# Tomorrow Is THE Day



## Lindy (Mar 5, 2009)

Well tomorrow morning I get to sit in front of aPanel and explain why this is a viable business with a strong outlook for the future.  If they approve me then I move into Stage 2 of the Self Employment Program and get paid a living allowance for another 10 1/2 months so I can put all the earnings of the business back into the business.  I am beyond nervous and my grand opening is only a week away and oh yeah full panic has set in......
	

	
	
		
		

		
			








Please keep your fingers crossed for me......


----------



## 7053joanne (Mar 5, 2009)

Best of luck!  But i know you will do great.  Keeping you in my thoughts!!


----------



## heartsong (Mar 5, 2009)

*x*

i will keep my fingers crossed for you all day, lindy!  

if anyone deserves a break it's you!  you've worked hard, planned, researched and developed your product line.  you deserve this!

best of luck to you, dear soaping friend!

monet


----------



## IanT (Mar 5, 2009)

take a deep breath ! your going to do fine!! 

got faith in ya hunn! 
:*


----------



## Lindy (Mar 5, 2009)

Thanks - I have an hour before I have to be there - so here I am relaxing.....I appreciate all of your support too - big time....


----------



## AshleyR (Mar 5, 2009)

GOOD LUCK LINDY!! (Though I think you are already there, or done now!)

Can't wait to hear how it went!


----------



## starduster (Mar 5, 2009)

*Tell me tell me*

Oh LindyI can'twait to hear how so very much they loved you to peices.
Mary x x x 
  :shock:


----------



## Guest (Mar 5, 2009)

Hey Lindy!  Hope it goes well for ya!


----------



## Asil02 (Mar 5, 2009)

GOOD LUCK LINDY! Let us know how it goes for you.


----------



## IanT (Mar 5, 2009)

yeah i want to know how it went!!


----------



## kwahlne (Mar 5, 2009)

Best of luck!  I am thinking about you!


----------



## starduster (Mar 5, 2009)

*Waiting*

I had a look around to see if there was any news from Lindy in the wee hours of the morning.Now I am thinking ,if it's a goverment body they might need two weeks or so just to reconvene and discuss.So now I think Poor Lindy , you must be in suspenders something awfull waiting.
 :shock:


----------



## topcat (Mar 5, 2009)

Just found your post, Lindy.  Yay you!  I am sure the panel will/did see the wonderful merit of your business and I know your vision for it's future is exciting and innovative....something that comes through every time you post here.  How could they not see it too?

So, is the next step consolidating your stocks of favourite recipes or evolving and creating new ones, or a little bit of both?  :wink: 

Tanya   :wink:


----------



## Lindy (Mar 5, 2009)

Thank you everyone - your positive thought made them approve me - YAY!

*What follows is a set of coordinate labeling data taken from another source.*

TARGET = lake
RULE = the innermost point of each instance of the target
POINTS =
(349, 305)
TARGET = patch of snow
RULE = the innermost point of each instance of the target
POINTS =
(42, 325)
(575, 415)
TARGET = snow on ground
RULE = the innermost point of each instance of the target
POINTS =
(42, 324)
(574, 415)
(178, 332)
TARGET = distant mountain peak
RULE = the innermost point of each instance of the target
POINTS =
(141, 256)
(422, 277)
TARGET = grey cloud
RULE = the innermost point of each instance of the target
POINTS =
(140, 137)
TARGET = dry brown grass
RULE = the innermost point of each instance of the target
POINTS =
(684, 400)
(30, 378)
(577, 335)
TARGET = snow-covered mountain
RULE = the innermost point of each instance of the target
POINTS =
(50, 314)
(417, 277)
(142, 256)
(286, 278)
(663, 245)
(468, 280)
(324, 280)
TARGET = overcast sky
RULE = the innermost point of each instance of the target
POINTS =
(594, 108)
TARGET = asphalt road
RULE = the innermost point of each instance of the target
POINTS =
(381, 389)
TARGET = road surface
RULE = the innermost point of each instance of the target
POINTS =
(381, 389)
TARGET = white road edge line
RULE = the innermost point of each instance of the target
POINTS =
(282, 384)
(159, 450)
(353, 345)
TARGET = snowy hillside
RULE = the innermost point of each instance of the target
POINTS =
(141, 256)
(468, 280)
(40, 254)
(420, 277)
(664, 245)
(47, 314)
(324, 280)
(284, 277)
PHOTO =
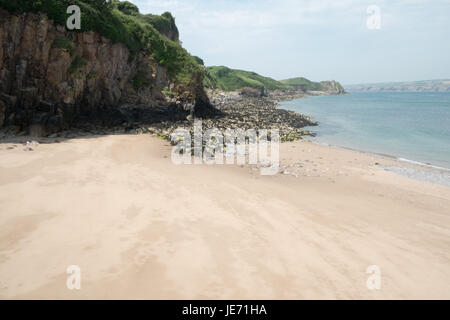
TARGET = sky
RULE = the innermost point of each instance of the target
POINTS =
(351, 41)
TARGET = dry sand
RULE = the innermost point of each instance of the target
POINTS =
(141, 227)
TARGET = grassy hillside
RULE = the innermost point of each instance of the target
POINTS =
(121, 22)
(230, 79)
(303, 82)
(308, 85)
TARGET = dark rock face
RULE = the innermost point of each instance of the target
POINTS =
(52, 79)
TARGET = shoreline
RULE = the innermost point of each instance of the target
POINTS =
(420, 163)
(132, 221)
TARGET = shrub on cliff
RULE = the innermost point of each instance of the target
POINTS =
(230, 79)
(120, 22)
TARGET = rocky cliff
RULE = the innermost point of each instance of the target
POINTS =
(51, 78)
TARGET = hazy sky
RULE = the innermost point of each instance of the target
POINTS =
(318, 39)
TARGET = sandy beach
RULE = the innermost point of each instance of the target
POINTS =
(141, 227)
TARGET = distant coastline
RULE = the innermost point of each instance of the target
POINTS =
(440, 85)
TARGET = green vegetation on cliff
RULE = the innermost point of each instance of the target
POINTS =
(120, 21)
(308, 85)
(303, 82)
(230, 79)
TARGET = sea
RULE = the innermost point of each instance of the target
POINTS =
(410, 126)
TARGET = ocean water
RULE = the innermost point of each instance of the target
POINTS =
(409, 126)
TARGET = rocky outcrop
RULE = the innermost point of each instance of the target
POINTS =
(51, 78)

Tanya - I plan on having a set group of soaps which will always be on hand as well as having some limited edition soaps which if they sell really well will become part of the regular line-up.


----------



## Tabitha (Mar 5, 2009)

Best wishes! 

What an awesome program!


----------



## MsBien (Mar 5, 2009)

Wow, what a great opportunity.  I hope the best for you, but really it seems like you won't need it.  You have it all thought out and planned well,  and I'm confident for you that it will work in your favor.

Stacie


----------



## Guest (Mar 5, 2009)

8)


----------



## Lindy (Mar 5, 2009)

Oh wow - thank  you so much -


----------



## rszuba (Mar 6, 2009)

you're gonna do great kid!


----------